Dr Banerjee currently lives in retirement in
Dehradun, but he is a legend in his own time. He
was invited to Tanzania last year and the African
interest in India was in evidence at this
November’s Pipalia Kalan meeting where 61
physicians from Nigeria and Tanzania were present.
As the world grapples with the cost of privatised
health facilities and the pitfalls of insurance,
rural surgeons here have shown that it is
possible for doctors to stop being driven by
money and return to the values of their profession
instead.
Developing economies need doctors who practice
among the poor and provide them affordable
treatment. Rural surgeons restrict themselves to
general surgery because this where the demand is
greatest. They also set themselves up in remote
places and train local people to work in their hospices.
When the Rural Medicare Centre (RMC) was set
up two decades ago at Mehrauli in Delhi by Dr
Banerjee, his wife and a few other physicians, it
was just a tin shed. It has been the same story for
many of India’s 500 rural surgeons.
The rural surgeons charge very affordable fees.

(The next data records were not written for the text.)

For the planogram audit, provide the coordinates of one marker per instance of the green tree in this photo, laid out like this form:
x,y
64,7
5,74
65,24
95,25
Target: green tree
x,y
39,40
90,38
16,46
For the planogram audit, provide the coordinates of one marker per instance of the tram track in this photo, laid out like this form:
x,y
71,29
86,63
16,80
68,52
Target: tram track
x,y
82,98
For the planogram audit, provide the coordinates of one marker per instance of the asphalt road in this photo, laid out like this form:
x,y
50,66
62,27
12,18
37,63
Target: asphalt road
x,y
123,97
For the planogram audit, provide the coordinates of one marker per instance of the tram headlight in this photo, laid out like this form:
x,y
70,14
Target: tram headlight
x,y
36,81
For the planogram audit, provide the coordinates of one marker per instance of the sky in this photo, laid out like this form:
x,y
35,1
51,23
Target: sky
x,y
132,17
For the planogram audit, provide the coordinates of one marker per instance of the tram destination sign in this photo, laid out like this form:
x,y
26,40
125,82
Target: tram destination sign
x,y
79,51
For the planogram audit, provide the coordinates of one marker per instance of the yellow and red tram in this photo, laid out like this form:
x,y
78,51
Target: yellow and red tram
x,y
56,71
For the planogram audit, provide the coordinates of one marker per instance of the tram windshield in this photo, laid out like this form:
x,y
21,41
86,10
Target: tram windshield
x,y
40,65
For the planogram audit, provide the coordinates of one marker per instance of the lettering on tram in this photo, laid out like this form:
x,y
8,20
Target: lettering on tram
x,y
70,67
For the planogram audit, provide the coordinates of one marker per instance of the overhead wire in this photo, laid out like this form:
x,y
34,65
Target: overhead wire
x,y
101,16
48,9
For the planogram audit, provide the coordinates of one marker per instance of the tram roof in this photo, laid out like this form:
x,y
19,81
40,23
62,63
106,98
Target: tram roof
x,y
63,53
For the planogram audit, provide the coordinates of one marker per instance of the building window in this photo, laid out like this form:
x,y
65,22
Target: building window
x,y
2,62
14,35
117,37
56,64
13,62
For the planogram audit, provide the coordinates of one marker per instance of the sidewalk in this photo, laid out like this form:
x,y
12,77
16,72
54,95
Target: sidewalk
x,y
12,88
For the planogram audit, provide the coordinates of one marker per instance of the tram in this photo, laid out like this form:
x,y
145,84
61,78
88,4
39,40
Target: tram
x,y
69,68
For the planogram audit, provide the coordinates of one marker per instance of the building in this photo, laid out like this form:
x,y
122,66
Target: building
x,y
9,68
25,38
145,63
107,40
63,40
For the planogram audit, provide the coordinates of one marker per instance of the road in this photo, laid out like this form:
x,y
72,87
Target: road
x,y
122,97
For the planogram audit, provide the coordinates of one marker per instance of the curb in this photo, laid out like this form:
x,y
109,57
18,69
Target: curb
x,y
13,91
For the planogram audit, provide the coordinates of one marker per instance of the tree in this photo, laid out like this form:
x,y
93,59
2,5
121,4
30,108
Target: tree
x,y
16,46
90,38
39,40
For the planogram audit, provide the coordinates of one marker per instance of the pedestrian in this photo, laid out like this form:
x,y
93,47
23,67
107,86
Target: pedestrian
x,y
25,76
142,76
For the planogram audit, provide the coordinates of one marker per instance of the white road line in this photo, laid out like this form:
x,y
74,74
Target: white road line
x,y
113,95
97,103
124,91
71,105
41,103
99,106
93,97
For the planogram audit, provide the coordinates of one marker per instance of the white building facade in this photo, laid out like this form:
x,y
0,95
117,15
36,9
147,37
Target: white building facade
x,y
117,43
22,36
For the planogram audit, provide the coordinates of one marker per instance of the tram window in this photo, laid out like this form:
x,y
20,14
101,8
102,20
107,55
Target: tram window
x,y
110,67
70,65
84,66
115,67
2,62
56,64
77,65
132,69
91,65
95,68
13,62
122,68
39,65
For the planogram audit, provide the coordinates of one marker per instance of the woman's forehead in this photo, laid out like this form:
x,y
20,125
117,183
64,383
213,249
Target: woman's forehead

A surgery at the RMC costs Rs 1,200. In the beginning
it used to cost Rs 200. The OPD fee even
today is Rs 20. But they don’t believe in doing
charity. Theirs is an alternative business model
for public health care based on earning less, cutting
costs, innovating with surgical techniques
and being accessible.
They are skilled physicians whose hospitals
and clinics are mostly located in places where the
health system does not reach. They could be
delivering babies, fixing hernias, removing
stones, setting bones, doing hysterectomies and
much more with very meagre resources and technology.

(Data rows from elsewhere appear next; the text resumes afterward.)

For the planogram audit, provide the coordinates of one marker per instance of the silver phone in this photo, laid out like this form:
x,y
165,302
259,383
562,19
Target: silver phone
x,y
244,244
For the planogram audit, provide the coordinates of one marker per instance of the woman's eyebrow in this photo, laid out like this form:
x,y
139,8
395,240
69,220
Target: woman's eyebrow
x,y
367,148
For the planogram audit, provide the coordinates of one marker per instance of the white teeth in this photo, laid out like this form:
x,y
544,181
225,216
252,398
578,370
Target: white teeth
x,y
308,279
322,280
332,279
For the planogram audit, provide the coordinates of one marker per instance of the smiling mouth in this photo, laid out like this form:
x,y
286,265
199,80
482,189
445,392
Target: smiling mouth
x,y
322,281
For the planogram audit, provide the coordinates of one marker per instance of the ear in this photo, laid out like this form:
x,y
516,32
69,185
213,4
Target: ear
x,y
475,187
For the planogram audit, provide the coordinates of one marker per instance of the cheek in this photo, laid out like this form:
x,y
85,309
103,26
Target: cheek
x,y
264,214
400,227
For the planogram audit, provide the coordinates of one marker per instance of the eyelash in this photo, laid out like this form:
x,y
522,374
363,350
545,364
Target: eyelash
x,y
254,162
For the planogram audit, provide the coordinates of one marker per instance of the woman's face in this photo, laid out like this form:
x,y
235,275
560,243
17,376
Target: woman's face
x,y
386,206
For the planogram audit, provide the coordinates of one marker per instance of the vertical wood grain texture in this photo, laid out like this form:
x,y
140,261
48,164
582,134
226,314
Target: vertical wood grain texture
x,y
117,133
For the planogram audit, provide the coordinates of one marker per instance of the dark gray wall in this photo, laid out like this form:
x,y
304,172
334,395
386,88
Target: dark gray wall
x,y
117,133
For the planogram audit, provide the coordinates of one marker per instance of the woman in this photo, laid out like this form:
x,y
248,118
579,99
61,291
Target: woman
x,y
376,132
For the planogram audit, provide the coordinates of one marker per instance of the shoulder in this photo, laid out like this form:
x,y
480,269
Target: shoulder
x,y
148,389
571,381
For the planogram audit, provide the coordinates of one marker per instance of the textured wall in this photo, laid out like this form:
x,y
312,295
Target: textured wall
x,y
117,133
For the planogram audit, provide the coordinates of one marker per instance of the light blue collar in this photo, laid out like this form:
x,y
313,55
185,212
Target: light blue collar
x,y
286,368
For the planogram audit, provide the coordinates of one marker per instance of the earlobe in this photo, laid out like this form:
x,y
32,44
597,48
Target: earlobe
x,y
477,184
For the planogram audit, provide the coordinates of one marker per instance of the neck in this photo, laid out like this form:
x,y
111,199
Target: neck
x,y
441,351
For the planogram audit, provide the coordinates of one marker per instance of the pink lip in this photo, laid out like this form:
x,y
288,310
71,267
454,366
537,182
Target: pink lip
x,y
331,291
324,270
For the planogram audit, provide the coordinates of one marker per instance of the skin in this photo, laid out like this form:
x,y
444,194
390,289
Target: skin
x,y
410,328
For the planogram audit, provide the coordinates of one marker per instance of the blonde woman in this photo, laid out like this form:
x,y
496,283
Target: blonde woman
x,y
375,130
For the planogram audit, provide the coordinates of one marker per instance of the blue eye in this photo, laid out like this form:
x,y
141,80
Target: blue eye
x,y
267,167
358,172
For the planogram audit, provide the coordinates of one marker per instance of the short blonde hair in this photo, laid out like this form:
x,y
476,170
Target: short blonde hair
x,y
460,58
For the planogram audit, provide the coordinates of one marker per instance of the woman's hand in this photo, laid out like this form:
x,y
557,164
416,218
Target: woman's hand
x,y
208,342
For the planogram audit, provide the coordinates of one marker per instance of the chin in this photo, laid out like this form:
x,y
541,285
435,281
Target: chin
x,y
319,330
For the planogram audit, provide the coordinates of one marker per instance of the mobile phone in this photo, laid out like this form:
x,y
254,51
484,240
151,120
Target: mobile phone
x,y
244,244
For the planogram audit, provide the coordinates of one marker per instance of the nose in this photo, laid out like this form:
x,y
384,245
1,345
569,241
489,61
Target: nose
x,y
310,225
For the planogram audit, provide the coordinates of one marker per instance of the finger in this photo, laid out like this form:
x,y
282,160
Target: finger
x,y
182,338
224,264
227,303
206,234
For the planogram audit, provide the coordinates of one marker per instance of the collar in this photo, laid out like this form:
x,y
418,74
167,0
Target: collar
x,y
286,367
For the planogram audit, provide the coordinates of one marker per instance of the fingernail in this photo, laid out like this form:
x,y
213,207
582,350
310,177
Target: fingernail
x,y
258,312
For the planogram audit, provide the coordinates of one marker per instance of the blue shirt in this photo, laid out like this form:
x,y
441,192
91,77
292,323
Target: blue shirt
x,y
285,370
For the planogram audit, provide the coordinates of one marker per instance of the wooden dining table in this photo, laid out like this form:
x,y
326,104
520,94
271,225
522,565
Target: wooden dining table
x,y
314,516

However, rural surgeons get little recognition
within India. The government does nothing to
promote their approach to public health care. It
doesn’t make it easier for them to set up their
small facilities.
The National Rural Health Mission, into which
huge sums are being poured, similarly ignores
them – though it would seem that they are a
ready pool of talent to be drawn on for such a purpose.

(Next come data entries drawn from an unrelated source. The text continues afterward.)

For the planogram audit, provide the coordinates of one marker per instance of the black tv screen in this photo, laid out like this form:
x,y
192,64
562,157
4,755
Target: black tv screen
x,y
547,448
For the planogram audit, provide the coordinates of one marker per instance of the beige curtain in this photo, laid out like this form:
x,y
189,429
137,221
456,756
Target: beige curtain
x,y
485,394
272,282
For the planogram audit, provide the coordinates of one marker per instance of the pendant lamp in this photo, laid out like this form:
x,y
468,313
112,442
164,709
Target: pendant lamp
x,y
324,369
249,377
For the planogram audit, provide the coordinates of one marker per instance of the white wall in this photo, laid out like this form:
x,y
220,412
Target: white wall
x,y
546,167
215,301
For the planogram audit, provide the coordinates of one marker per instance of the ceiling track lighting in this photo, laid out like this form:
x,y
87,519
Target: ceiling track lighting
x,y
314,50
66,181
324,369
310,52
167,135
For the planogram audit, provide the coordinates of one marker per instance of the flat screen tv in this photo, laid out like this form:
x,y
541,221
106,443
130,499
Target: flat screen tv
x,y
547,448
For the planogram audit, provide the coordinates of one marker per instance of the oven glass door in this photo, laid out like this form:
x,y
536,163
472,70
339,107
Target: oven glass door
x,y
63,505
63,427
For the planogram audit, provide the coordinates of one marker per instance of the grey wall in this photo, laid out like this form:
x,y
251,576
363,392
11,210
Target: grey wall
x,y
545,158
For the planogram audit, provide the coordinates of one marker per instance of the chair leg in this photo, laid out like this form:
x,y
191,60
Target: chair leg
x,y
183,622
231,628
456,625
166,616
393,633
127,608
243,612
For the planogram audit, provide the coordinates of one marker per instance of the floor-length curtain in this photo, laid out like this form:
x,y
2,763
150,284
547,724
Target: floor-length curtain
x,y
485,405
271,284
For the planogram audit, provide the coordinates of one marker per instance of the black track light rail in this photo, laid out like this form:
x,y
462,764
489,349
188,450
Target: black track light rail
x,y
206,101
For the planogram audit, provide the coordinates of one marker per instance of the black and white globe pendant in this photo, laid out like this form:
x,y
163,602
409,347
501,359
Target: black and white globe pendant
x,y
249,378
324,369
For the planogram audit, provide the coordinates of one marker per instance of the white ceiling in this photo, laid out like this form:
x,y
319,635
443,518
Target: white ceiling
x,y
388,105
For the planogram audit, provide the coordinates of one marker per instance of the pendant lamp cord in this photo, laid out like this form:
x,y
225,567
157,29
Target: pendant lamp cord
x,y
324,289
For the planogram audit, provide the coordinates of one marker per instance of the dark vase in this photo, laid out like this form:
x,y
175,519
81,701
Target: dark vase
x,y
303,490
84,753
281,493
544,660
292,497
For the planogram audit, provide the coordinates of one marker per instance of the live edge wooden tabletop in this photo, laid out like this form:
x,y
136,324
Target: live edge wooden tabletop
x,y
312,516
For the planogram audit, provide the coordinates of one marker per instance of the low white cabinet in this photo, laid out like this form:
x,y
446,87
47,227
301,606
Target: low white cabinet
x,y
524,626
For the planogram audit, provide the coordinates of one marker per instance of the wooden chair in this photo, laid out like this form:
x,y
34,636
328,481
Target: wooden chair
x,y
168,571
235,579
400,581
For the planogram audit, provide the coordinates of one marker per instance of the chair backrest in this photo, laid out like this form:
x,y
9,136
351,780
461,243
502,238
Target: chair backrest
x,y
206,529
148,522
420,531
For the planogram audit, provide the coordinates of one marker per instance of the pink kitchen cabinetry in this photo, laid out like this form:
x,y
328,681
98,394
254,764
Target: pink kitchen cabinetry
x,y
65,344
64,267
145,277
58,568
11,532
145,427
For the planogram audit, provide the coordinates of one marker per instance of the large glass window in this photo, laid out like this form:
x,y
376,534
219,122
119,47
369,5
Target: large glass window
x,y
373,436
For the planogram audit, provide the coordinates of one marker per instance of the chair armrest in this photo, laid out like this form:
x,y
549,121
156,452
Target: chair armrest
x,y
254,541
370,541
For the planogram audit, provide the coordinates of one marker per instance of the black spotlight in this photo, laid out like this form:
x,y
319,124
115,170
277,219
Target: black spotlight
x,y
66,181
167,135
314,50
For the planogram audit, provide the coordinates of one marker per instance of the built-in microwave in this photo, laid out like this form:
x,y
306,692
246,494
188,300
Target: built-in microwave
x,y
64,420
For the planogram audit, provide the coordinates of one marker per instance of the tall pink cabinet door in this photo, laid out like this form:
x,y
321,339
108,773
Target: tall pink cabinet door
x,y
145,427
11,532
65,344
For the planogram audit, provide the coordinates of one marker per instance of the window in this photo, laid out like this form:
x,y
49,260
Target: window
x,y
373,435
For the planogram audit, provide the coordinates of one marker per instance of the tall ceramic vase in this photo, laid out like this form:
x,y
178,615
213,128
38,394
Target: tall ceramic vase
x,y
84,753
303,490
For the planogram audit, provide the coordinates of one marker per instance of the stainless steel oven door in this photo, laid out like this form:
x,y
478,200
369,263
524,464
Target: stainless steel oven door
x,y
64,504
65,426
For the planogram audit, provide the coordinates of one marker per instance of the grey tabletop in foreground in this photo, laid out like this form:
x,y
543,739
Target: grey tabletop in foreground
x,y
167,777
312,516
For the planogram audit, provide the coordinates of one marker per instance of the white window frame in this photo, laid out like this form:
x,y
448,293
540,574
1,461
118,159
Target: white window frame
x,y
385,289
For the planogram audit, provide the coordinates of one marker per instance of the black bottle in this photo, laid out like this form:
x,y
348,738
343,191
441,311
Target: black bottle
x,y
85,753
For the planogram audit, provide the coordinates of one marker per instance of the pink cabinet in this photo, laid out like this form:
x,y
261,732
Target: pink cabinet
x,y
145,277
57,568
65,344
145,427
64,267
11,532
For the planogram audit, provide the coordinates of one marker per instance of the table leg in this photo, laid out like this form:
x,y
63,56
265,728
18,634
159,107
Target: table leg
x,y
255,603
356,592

Asked why this so, Dr Banerjee says:
“Politicians and bureaucrats are in the grip of the
mafia of high-tech driven doctors.”
He says all the government’s attention is
focussed on high-cost, privatised health care,
when what are required are facilities which can
serve the majority cheaply. India has just 0.6 hospital
beds per thousand when the World Health
Organisation (WHO) norm is four beds per thousand.
Even the beds that exist are concentrated in
the cities and are mostly beyond the reach of average
people.
Asked what the rural surgeons would like the
government to do in India, Dr Banerjee says a policy
environment is needed. Reaching the maximum
number people at an affordable cost should
be a national objective.
In the absence of such a priority rural surgeons
continue to battle the system whether it is in getting
finance or establishing facilities. Training has
suffered. A certificate in rural surgery started with
the Indira Gandhi National Open University
(IGNOU) has petered out. Similarly, a course
under the National Board is petering out.
“African doctors are very interested in learning
from us,” says Dr Samar Basu, a highly qualified
gynaecologist. “They had a big presence at our
Rajasthan meeting and want to come back to
learn more.”
Dr Basu was the head of the scientific committee
of the recent conference where surgeons
spoke on a variety of innovations developed in
the course of their work in different challenging
environments. There were presentations on
inexpensive diagnosis of cervical cancer, an
indigenously developed uterine manipulator for
laproscopic hysterectomies, management of peritonitis
in a rural setting and so on.
“What we have seen in India has amazed us,”
says Dr Tunji Adenuga of Nigeria in a letter to the
Association of Rural Surgeons of India (ARSI). He
and other Nigerian doctors want to come back to
India and spend time at facilities being run by
ASRI members.
The African doctors found the IGNOU course
material so useful that they took back a large
number of books and want to buy more.
“We have bought the modules for your CRS
programme for local adaptation and we still need
more for our members,” says Dr Adenuga.